The large number of nominations, Trinity’s website says, “made the awards committee’s task even more difficult in deciding who the recipients would be”.

Roja Fazaeli, an assistant professor in Islamic civilisations, was among the winners for embodying the principle of cherishing academic freedom, while Christine Casey – a professor of architectural history – won for the principle of putting “research at the heart of Trinity”.

Patricia Doherty, Conor McGinn, Ruth Brennan, Mairéad Hurley, Joseph Roche and David O’Shaughnessy were the other winners of the awards.

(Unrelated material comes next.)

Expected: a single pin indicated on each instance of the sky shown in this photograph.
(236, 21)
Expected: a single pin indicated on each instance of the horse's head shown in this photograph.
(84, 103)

Last year, Dean of Research Linda Doyle emphasised the importance of “standing up for research” at the launch of the College’s first-ever Research Excellence Strategy.

“We’re never going to have to stop explaining why research matters. We’re never going to have to stop explaining why it’s really important to fund basic as well as applied research”, Doyle said.

Provost Patrick Prendergast said: “Just like the heart pumps blood around the body to all the major organs, we are explicitly linking research to the key priority areas of this university.”

“We are adamant about our focus on fundamental and applied research and we prioritise the resourcing of research”, he said.

This week, Trinity professor Dan Bradley has won a European Research Council (ERC) grant worth €2.5 million for his work in the field of ancient epigenetics.

Bradley, a professor of population genetics, will receive the grant to support AncestralWeave, an investigation into the ancient genomes of cattle, sheep and goats to better understand when and where periods of ancient human innovation shaped breeding patterns.

He is one of only four Irish recipients of ERC grants on this occasion.

The award also comes after a call by the Irish University Association (IUA) last year to rethink how research is funded in Ireland after the country won only one out of 408 ERC research grants last year.